As Tiger Woods hopped in the NBC broadcast booth at the Hero World Challenge, he praised two of golf’s biggest names that are galvanizing the sport like he has done.
With Bryson DeChambeau one of the sport’s more polarizing figures, Woods has taken interest in his speed drills and scientific approach to the game and believes DeChambeau is growing golf with his long-drive abilities.
“Like I told [DeChambeau] personally, what he’s doing is historic,” Woods said. “Long-drive players aren’t players on Tour. Back when I was younger, I was the second-longest driver to John Daly, but neither one of us could have competed against the long-drive guys. The disparity was just too great. But for him to take the leap to become a U.S. Open champion and a player on Tour and to do what he’s done, the hard work that goes into it. People have no idea the lifting and the commitment it takes to transform his body and go down that rabbit hole like that and to do what he’s doing, it’s truly remarkable. … And he didn’t lose his game, he’s gotten better with it.”
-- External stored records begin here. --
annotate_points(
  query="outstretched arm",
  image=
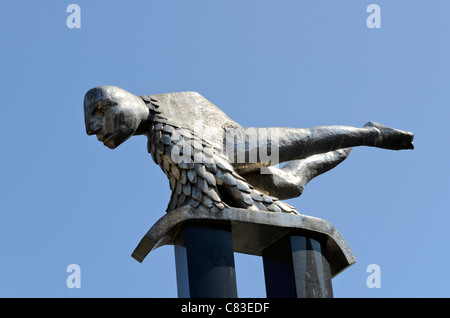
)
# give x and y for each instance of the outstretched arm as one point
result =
(288, 144)
(289, 181)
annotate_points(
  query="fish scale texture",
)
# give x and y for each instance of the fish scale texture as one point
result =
(199, 173)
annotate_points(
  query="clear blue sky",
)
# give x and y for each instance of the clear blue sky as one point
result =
(67, 199)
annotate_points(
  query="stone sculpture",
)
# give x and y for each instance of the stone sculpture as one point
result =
(188, 137)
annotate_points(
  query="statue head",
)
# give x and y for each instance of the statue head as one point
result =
(114, 115)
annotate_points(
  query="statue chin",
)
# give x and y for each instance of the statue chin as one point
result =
(115, 141)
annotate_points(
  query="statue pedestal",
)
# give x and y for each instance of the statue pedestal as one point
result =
(301, 254)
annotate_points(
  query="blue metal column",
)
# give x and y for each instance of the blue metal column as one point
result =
(297, 267)
(205, 264)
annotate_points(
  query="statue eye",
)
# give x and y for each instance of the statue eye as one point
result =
(99, 110)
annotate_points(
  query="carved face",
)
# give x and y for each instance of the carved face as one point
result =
(112, 114)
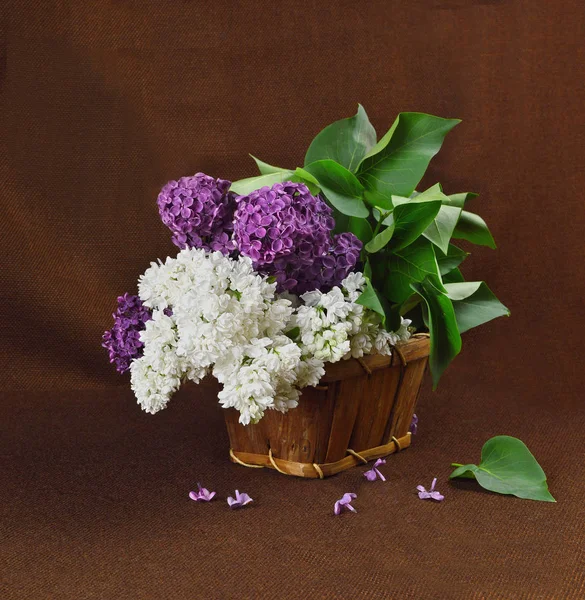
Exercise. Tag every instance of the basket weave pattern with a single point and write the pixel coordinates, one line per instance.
(361, 410)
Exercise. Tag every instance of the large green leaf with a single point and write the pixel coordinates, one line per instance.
(248, 185)
(380, 240)
(361, 228)
(410, 220)
(340, 186)
(474, 303)
(441, 229)
(508, 467)
(445, 337)
(450, 260)
(370, 299)
(460, 199)
(396, 164)
(265, 168)
(346, 141)
(472, 227)
(411, 264)
(302, 176)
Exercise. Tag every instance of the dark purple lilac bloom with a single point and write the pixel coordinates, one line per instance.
(202, 494)
(345, 503)
(431, 494)
(123, 340)
(199, 211)
(374, 473)
(286, 231)
(332, 268)
(413, 425)
(240, 500)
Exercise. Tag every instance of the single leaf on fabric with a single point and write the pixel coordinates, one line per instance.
(361, 228)
(396, 164)
(340, 187)
(460, 199)
(370, 299)
(441, 229)
(472, 227)
(411, 264)
(508, 467)
(248, 185)
(474, 304)
(451, 259)
(346, 141)
(380, 240)
(265, 168)
(445, 337)
(410, 220)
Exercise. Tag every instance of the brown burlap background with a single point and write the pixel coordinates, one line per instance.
(101, 103)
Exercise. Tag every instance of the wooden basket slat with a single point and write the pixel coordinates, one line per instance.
(359, 405)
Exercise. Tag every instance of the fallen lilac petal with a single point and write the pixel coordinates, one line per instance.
(413, 425)
(374, 473)
(431, 494)
(202, 494)
(345, 502)
(240, 500)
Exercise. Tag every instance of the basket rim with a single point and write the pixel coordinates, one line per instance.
(415, 348)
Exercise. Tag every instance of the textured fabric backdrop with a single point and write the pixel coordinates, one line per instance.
(101, 104)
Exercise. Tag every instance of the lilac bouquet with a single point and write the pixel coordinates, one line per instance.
(281, 273)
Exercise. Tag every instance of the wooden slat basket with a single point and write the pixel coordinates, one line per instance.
(361, 411)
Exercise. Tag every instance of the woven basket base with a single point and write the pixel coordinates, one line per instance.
(315, 471)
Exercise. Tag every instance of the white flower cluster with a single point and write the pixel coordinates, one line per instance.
(333, 326)
(214, 314)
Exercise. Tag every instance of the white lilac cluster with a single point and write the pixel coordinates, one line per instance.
(213, 314)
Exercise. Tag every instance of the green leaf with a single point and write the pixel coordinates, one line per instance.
(474, 304)
(508, 467)
(340, 187)
(441, 229)
(302, 176)
(361, 228)
(451, 259)
(472, 227)
(396, 164)
(346, 141)
(411, 264)
(370, 299)
(248, 185)
(265, 168)
(454, 276)
(410, 220)
(445, 337)
(293, 333)
(380, 240)
(459, 200)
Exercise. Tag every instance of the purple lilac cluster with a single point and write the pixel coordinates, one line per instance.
(199, 211)
(286, 231)
(123, 340)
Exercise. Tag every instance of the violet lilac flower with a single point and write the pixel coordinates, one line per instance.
(374, 473)
(240, 500)
(199, 212)
(345, 503)
(202, 494)
(286, 231)
(123, 341)
(413, 425)
(431, 494)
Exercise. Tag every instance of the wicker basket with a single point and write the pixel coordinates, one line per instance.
(361, 411)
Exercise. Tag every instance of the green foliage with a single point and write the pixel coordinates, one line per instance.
(408, 256)
(507, 467)
(345, 142)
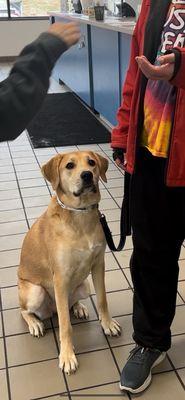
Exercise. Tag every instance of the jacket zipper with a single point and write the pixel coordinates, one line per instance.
(171, 136)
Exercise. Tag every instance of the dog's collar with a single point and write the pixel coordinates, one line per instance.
(85, 209)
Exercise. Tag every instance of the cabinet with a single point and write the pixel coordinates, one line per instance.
(73, 67)
(105, 72)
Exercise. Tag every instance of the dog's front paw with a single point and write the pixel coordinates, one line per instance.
(80, 311)
(111, 328)
(68, 362)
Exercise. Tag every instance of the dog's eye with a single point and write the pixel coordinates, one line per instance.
(70, 165)
(91, 163)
Full-field scores from the Hero World Challenge
But while the 28-year-old DeChambeau shakes up the sport, Collin Morikawa, who has a five-shot, 54-hole lead in the Bahamas, is establishing himself as the game’s brightest young star in a more precise sense.
“[Morikawa’s] 24 years old, he won two major championships (2020 PGA and 2021 Open), he doesn’t really do anything wrong,” Woods said. “He doesn’t really have wild misses, he’s super, super consistent, unbelievable iron player.”
After Morikawa became the first American to ever win the Race to Dubai last month, a victory in the Bahamas would make him the second fastest-ever to world No. 1 since Woods. Woods did it after 21 starts and Morikawa, with 66 starts, could pass Jordan Spieth, who became world No. 1 after 77 starts, for the runner-up throne.
And though Morikawa is raking up accolades at a close rate to Woods and has one more major win in his first 60 events than Woods did, the 15-time major champion isn’t ready to put the two in the same class. Instead, Woods had a more modest but still impressive comparison for Morikawa, despite Woods thinking Morikawa will win a few more majors in his career.
“I don’t want to sound insulting, but in a way, [Morikawa] plays like an athletic Jim Furyk,” he said. “Don’t take that the wrong way, Jim. I’m sorry if you’re watching. [Morikawa’s] longer, but he thinks methodically around the golf course like [Furyk].”